People keep saying that. [Pro skateboarder] Danny Way, who has been pushing the envelope for such a long time, the way he describes it is the “land of infinite possibilities.” Even in the X-Games now, or the last Winter Olympics, if you saw what the snowboarders or skiers were doing, it just keeps progressing. The tricks they are doing are so technical; I think there’s room for adding even more technical aspects to tricks. As far as the really risky stuff, big mountain stuff, I think people are pushing it hard, and it’s hard to imagine that people can go further than what they’re doing. When you’re deep in Alaska and half the slope starts sliding in an avalanche, you can’t outrun it. But now they have parachutes, so they pull the shoot and just start flying. So who knows what is next?

As we talk about pushing boundaries, there are obviously consequences to that. You had Shane McConkey in the film, and towards the end Dean Potter jumping off the wall and pulling a parachute. But you don’t mention that both of them are no longer with us, and in fact died pushing that edge. Do you think there’s an inherent responsibility to tell viewers that people have risked it all, and paid with their lives, in the pursuit of these passions?

So that’s the turning point of the film. Danny Way says, “There’s a red line where you’ve got to really look inside, where you’re risking injury or possible death, and you have to ask yourself, do you keep on?”

But you don’t say, “Here’s Dean Potter, who dies in this way.” Was that a conscious decision? Was it just to keep the vibe rolling with the film, or are they too fringe for a film aimed at the mainstream? Because these sports hold a level of inherent calculated risk at every level, it’s part of their allure.

We address it in a more subtle way. We don’t want to pass judgment; it’s more allowing the audience to see it. The story we told, and the arc we tried to cover, is that you do this, and you progress. The more you progress, the more risks you’re gonna take, the more risks you take, the fear is gonna come in, and then you have to ask yourself, “Is it gonna be worth it?” We tried to follow a metaphorical story that shows people on all levels doing it for just the experience, saying, “This is enough for me.” But then we show people pushing the red line, and when you’re pushing the red line, that is a personal decision you make. Dean Potter, Shane McConkey, they understood the consequence of that. They are the people, the very, very few people, like Transworld editor Rob Campbell said in the movie, “There’s a very small fringe of society that really pushes it, and these are the one in a million people who are really pushing it, and they are the experts.” They know what they’re doing.

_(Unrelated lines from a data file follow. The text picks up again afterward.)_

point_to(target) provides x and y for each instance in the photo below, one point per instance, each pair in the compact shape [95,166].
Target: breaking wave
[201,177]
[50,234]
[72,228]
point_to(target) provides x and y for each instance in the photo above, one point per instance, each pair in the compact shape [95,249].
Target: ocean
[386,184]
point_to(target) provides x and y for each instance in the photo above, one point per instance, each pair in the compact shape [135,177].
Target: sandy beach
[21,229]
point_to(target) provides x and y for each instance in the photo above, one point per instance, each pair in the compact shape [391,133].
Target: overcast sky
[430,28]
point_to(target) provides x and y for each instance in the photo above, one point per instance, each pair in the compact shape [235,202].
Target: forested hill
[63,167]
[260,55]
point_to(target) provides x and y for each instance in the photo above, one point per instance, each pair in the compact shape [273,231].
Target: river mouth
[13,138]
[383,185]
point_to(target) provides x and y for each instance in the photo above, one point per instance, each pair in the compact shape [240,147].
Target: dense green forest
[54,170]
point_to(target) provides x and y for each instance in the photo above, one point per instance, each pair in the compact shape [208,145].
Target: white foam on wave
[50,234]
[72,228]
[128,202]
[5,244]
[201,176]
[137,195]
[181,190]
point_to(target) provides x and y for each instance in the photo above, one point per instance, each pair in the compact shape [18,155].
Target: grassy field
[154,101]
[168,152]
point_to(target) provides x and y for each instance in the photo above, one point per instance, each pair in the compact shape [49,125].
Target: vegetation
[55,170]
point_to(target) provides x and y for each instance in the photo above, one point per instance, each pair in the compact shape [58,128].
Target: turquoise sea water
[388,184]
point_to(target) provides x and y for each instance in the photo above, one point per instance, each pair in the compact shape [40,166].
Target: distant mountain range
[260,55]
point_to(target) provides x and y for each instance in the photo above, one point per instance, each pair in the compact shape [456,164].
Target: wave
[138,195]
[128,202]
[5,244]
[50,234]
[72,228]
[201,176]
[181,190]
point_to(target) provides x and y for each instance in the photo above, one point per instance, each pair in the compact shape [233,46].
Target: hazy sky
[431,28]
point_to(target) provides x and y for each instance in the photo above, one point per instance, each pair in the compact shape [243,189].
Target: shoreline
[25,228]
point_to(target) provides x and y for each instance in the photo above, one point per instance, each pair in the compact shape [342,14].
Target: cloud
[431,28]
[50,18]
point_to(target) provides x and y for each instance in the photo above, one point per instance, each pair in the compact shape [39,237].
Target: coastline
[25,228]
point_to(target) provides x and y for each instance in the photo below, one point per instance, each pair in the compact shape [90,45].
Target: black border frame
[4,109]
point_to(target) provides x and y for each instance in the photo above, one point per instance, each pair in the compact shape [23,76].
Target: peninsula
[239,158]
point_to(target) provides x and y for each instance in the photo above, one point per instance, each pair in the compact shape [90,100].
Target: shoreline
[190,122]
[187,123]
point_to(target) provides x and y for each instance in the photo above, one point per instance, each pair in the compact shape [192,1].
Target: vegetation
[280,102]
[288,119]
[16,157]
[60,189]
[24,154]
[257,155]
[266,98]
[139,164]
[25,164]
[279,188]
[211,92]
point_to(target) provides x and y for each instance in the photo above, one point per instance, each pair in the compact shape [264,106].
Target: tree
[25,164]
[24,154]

They practice to get to that point where, for them, they feel completely within their realm, but they also understand the risk involved.

“You get to the summit am there’s nothing up there it’s just flat! There’s nothing. There’s nobody meeting you, there’s no wise man telling you the secret of life. You realize ‘you know what? It’s all about the process.’”

—Yvonn Chouinard, Patagonia founder & pioneering rock climber.

And after the turning point where Dean Potter falls, we come back to the conclusion of our film, where [dirt bike jumper] Robbie Maddison talks about the fear for him. Here’s a guy who jumps 400 feet, and then you come to, “Why do we really do this?” We just want that connection you get when you’re doing something you’re really passionate about, and you’re completely focused on that experience. That’s what it’s all about. And that’s the way it is for almost everybody. This movie is about trying to create an emotive experience for an audience so they can see and understand some of these people that push it so hard, and see the beauty in the experience. There’s not a lot of information. I tried to create it so the film felt almost like the experience of doing it.